Data Science Masters

DATA 511: Data Visualization for Data Scientists

Introduction to the visual tools and techniques used in modern data science to develop and deploy data driven insights. Provides a foundation for visualization to support exploratory analysis, statistical modeling, machine learning, and presentation of results on structured and unstructured data. Students develop and present deep analyses for wider audiences.

DATA 512: Human-Centered Data Science

This course focuses on fundamental principles of data science and its human implications. We’ll cover data ethics; data privacy; differential privacy; algorithmic bias; legal frameworks and intellectual property; provenance and reproducibility; data curation and preservation; user experience design and usability testing for big data; ethics of crowd work; data communication; and societal impacts of data science.

DATA 514: Data Management for Data Science

This course introduces students to database management systems and techniques that use these systems. Topics covered include data models; query languages; database tuning and optimization; data warehousing; and parallel processing.

DATA 515: Software Design for Data Science

This course introduces students to software design and engineering practices and concepts, including version control, testing and automatic build management.

DATA 516: Scalable Data Systems and Algorithms

This course focuses on principles and algorithms for data management and analysis at scale. We’ll cover designs of and how to use traditional and modern big data systems, as well as the basics of cloud computing.

DATA 556: Introduction to Statistics and Probability

In this course, you’ll get an overview of probability; conditional probability and independence; Bayes’ theorem; discrete and continuous random variables, including jointly distributed random variables; key distributions, including normal distribution and its spin-offs; properties of expectation and variance; conditional expectation; covariance and correlation; central limit theorem; law of large numbers; and parameter estimation.
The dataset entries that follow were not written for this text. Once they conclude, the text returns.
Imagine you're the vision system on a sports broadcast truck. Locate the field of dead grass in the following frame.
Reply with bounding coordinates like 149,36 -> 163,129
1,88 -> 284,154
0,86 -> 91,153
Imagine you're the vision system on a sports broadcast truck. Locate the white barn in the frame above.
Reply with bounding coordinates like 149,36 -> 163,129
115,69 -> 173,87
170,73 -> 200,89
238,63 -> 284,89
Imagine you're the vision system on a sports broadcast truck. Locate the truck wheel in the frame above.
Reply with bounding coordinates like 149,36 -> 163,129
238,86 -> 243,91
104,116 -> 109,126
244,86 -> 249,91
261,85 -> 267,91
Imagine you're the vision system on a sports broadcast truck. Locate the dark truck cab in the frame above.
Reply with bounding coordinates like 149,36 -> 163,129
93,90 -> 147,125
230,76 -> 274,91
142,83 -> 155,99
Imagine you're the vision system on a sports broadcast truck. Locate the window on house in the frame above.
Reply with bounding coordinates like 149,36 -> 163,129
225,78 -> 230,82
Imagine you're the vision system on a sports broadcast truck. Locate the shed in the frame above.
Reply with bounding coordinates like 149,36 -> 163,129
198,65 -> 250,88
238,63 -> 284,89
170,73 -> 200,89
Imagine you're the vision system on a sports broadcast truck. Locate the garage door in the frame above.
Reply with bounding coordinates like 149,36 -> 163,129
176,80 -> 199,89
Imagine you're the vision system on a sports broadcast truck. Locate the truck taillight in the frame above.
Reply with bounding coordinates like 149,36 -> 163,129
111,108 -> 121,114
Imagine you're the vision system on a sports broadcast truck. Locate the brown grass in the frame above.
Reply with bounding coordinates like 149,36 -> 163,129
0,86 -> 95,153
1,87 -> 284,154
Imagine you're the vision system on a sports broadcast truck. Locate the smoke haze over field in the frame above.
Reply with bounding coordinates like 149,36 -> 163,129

DATA 557: Applied Statistics and Experimental Design

This course focuses on inferential statistical methods for discrete and continuous random variables, including tests for difference in means and proportions; linear and logistic regression; causation versus correlation; confounding; resampling methods; and study design.

DATA 558: Statistical Machine Learning for Data Scientists

This course covers bias-variance trade-off; training versus test error; overfitting; cross-validation; subset selection methods; regularized approaches for linear/logistic regression: ridge and lasso; non-parametric regression: trees, bagging, random forests; local regression and splines; generalized additive models; support vector machines; k-means and hierarchical clustering; and principal components analysis.

DATA 590: Data Science Capstone I – Project Preparation

This course is part one of a two-course capstone sequence where students organize project teams, select project topics, write a project proposal and begin preparing project data sets.

DATA 591: Data Science Capstone II – Project Implementation

This course is part two of a two-course capstone sequence designed to build upon the student-driven project from DATA 590. Students synthesize and apply knowledge and techniques acquired throughout the Master of Science in Data Science program for working with large data sets, deriving insights from data and sharing insights with other people.

DATA 598: Special Topics in Data Science

This 1-credit course helps students practice staying on the cutting edge of the data science field by discussing current papers on a variety of essential data science concepts.